Langeoog · Nach Langeoog ist unsere Autorin schon gereist, als sie noch im Kinderwagen saß. Auch heute kommt sie gerne zurück auf die Insel im ostfriesischen Wattenmeer.

 Unsere Redakteurin Isabelle de Bortoli als junges Mädchen auf Langeoog.

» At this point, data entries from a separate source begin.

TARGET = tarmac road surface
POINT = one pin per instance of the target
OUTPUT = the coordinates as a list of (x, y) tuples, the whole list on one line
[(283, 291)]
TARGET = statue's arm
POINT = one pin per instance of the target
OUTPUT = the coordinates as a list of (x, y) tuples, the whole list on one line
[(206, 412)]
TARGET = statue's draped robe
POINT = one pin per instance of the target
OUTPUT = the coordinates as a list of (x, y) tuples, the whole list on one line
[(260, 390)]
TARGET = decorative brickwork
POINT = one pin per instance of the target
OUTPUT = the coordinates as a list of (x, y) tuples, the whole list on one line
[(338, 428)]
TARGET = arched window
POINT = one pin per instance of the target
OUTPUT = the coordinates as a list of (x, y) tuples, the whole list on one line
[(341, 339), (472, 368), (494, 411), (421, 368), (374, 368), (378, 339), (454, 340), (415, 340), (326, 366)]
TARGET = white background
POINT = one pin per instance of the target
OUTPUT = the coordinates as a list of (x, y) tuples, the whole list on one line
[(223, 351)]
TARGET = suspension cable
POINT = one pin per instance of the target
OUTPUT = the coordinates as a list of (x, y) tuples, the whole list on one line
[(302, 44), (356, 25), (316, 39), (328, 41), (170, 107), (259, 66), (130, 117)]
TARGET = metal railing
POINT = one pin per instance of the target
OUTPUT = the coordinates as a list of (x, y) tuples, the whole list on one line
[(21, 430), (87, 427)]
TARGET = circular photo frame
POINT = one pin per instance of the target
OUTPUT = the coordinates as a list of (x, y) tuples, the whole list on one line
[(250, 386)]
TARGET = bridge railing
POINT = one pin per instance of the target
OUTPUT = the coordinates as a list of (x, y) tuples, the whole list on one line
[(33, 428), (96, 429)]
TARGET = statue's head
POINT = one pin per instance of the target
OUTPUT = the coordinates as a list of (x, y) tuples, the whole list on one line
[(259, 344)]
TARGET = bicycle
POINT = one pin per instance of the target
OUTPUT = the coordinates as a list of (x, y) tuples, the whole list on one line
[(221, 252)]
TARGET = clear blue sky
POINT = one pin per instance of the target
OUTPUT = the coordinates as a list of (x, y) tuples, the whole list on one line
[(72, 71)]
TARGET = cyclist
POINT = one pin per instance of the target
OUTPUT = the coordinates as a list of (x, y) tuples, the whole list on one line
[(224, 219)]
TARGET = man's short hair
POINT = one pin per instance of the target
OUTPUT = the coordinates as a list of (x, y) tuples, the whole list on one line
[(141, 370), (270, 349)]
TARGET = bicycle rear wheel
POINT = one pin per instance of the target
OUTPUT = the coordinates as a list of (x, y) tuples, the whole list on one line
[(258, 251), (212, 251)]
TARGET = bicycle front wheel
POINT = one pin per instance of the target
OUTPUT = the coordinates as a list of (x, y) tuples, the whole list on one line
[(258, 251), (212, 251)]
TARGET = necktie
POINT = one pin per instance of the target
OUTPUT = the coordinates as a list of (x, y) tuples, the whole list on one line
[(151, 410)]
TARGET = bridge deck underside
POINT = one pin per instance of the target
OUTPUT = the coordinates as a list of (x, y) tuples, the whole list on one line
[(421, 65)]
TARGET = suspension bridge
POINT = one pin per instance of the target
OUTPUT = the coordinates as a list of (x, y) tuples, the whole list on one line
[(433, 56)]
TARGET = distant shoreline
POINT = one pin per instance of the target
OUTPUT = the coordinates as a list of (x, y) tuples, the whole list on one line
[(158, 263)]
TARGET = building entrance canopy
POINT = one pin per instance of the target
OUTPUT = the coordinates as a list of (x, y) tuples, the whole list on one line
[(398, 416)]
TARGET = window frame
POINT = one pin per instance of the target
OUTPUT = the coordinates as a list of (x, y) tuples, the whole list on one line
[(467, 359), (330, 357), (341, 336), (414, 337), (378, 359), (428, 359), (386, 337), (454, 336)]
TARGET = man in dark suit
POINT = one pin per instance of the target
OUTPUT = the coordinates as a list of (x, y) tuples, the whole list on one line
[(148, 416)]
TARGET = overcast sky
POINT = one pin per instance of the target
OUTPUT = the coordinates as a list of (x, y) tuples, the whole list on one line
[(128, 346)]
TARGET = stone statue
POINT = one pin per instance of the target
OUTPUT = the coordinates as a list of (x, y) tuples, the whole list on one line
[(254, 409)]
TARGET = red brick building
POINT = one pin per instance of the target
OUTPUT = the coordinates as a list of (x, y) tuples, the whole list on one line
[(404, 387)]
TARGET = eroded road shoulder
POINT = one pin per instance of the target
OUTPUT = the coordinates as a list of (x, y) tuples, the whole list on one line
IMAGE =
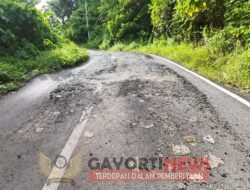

Unsere Redakteurin Isabelle de Bortoli als junges Mädchen auf Langeoog.

Foto: Isabelle De Bortoli

Ein kleines Mädchen mit blonden Löckchen und rosa Sonnenhütchen sitzt im Sand und haut mit der Schüppe auf einen Eimer. "Langeoog - meine Insel" hat mein Vater über die Fotos aus dem Sommer 1983 geschrieben. Damals war ich das erste Mal im Alter von gerade einem Jahr auf der Insel. Es sollten 15 weitere Sommer folgen, später auch mit dem kleinen Bruder, mal mit den Großeltern. Mindestens zwei Wochen, manchmal sogar drei verbrachten wir auf Langeoog - und die meisten auch in der selben Ferienwohnung, im "Haus Kettelhack" direkt am Bahnhof. Langeoog, das begann mit einem Packmarathon samt Sandspielzeug und Regenhosen, das Auto voll bis unters Dach - mein Bruder und ich konnten uns auf der Rückbank auf Grund eines Taschenberges kaum sehen. Auf dem Dach: vier Fahrräder. Und jedes Jahr war die Fahrt auch immer ein Wettlauf gegen die Zeit: Bekommen wir die 13.30 Uhr-Fähre?

Langeoog ist autofrei

Von Bensersiel aus geht es nämlich in 45 Minuten per Schiff durch das Wattenmeer auf die Insel. Die Autos bleiben auf einem riesigen Parkplatz stehen, Langeoog ist autofrei. Und auf eben dieser Fähre beginnt der Urlaub - und die Entschleunigung: Denn die weiß-orangefarbene "Langeoog III", die hier seit mindestens 1983 ihren Dienst tut, tuckert ganz gemächlich vorbei an roten und grünen Bojen, an Segelbooten und Kuttern, immer begleitet von einem Schwarm Möwen. In unserer Familie wird der Start in die Ferien auf der Fähre traditionell mit einem Bockwürstchen begangen, die gibt es in der kleinen Kombüse. Das mache ich heute noch so - inzwischen war ich, seit unsere Familien-Serie 1998 abbrach, viermal wieder auf Langeoog.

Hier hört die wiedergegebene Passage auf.